There is also a dedicated Gemini Android app on the way, while Google Messages are also set to be integrated with Gemini.
Google has been underlining Gemini’s “multimodal” qualities, meaning it can process and leverage different versions of data — not only text, which the average gen AI user will be most familiar with using to date but also images, code, audio and video.
Google also optimized Gemini in three sizes — the aforementioned Ultra as well as Pro and Nano, which the tech giant highlighted would allow flexibility across use cases. This means it is “able to efficiently run on everything from data centres to mobile devices”.
Ultra is Google’s largest and most capable model for highly complex tasks, making it a good fit for businesses, Pro is its most relevant model for scaling across a wide range of tasks, and Nano is the model best for on-device tasks.

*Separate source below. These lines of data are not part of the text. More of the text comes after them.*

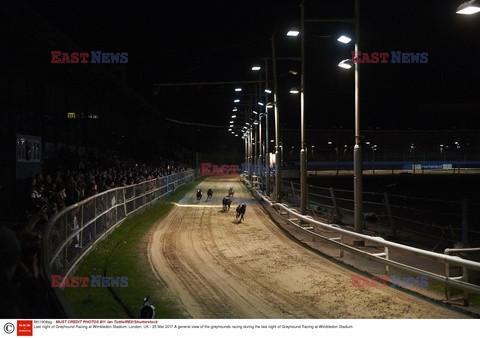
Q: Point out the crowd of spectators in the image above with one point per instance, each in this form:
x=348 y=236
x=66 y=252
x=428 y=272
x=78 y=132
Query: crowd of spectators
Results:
x=64 y=180
x=73 y=178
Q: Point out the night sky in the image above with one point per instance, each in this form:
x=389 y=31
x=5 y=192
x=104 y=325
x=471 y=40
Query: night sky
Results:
x=202 y=41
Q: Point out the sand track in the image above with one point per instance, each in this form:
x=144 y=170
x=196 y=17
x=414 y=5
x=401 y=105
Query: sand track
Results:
x=220 y=269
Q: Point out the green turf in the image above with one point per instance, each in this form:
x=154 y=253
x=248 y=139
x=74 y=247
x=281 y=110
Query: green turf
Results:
x=124 y=253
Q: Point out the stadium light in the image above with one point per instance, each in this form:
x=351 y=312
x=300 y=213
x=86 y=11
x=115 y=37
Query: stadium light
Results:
x=345 y=64
x=293 y=32
x=344 y=39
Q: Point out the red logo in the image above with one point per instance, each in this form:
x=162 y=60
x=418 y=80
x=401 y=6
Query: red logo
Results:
x=24 y=327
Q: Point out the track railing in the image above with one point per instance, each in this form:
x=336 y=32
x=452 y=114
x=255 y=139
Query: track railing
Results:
x=307 y=225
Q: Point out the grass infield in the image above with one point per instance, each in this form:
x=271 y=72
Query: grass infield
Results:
x=125 y=253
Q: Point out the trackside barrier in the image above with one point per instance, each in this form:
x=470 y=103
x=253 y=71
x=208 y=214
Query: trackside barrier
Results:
x=307 y=223
x=71 y=233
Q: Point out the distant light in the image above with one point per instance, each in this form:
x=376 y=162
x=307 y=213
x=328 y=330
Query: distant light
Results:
x=345 y=64
x=469 y=7
x=344 y=39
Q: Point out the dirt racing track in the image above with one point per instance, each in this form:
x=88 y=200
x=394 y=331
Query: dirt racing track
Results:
x=218 y=268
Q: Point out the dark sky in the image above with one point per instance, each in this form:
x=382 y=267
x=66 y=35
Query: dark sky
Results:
x=201 y=41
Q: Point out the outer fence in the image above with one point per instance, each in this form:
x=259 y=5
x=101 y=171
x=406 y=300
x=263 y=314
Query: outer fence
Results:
x=72 y=232
x=311 y=227
x=446 y=222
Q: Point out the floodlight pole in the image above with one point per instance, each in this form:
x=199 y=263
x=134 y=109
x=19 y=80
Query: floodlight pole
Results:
x=357 y=150
x=303 y=153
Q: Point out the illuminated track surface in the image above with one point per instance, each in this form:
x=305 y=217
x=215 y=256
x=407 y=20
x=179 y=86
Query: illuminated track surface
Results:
x=220 y=269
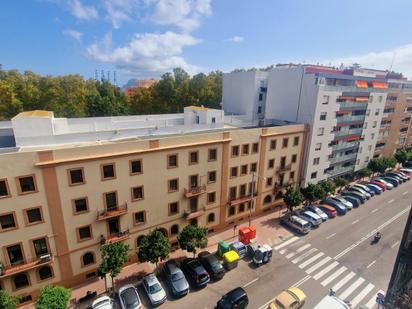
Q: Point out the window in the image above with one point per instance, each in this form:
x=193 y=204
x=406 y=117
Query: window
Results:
x=255 y=147
x=245 y=149
x=4 y=188
x=136 y=167
x=108 y=171
x=211 y=176
x=76 y=176
x=296 y=141
x=235 y=151
x=211 y=197
x=172 y=161
x=7 y=221
x=139 y=217
x=34 y=215
x=173 y=208
x=80 y=205
x=137 y=193
x=27 y=184
x=84 y=233
x=213 y=154
x=272 y=144
x=285 y=142
x=88 y=259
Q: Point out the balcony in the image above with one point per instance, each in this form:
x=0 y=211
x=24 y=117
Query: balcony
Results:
x=111 y=212
x=115 y=237
x=194 y=191
x=27 y=264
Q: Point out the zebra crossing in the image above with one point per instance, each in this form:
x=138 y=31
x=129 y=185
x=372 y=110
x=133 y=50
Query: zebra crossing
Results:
x=330 y=273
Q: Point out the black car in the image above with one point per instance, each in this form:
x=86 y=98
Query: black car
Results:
x=212 y=265
x=195 y=272
x=235 y=299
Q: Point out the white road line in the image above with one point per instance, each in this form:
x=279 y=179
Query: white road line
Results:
x=371 y=264
x=352 y=288
x=331 y=235
x=333 y=276
x=395 y=244
x=338 y=285
x=285 y=243
x=251 y=282
x=312 y=259
x=325 y=270
x=319 y=264
x=354 y=302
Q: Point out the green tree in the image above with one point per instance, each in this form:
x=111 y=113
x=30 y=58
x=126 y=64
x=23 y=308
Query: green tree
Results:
x=53 y=297
x=8 y=301
x=154 y=247
x=192 y=237
x=114 y=256
x=293 y=198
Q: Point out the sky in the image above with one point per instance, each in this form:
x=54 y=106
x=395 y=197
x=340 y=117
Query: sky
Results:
x=146 y=38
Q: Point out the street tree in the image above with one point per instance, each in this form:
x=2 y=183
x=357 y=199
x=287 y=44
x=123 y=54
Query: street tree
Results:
x=53 y=297
x=192 y=237
x=154 y=247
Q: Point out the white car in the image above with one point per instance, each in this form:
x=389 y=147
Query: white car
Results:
x=104 y=302
x=154 y=289
x=129 y=298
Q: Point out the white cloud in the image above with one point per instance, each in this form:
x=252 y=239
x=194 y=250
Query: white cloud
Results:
x=81 y=11
x=148 y=52
x=400 y=56
x=77 y=35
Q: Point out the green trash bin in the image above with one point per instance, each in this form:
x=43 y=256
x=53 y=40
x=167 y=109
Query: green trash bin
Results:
x=222 y=248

Google also claimed that its Ultra Gemini version surpasses “current state-of-the-art results on 30 of the 32 widely-used academic benchmarks” used in LLM research and development.
Google went further, saying that Gemini Ultra is the first LLM to outperform human experts on massive multitask language understanding (MMLU). This framework comprises a combination of 57 subjects, such as maths, physics, history, law, medicine and ethics for benchmarking knowledge and problem-solving capabilities.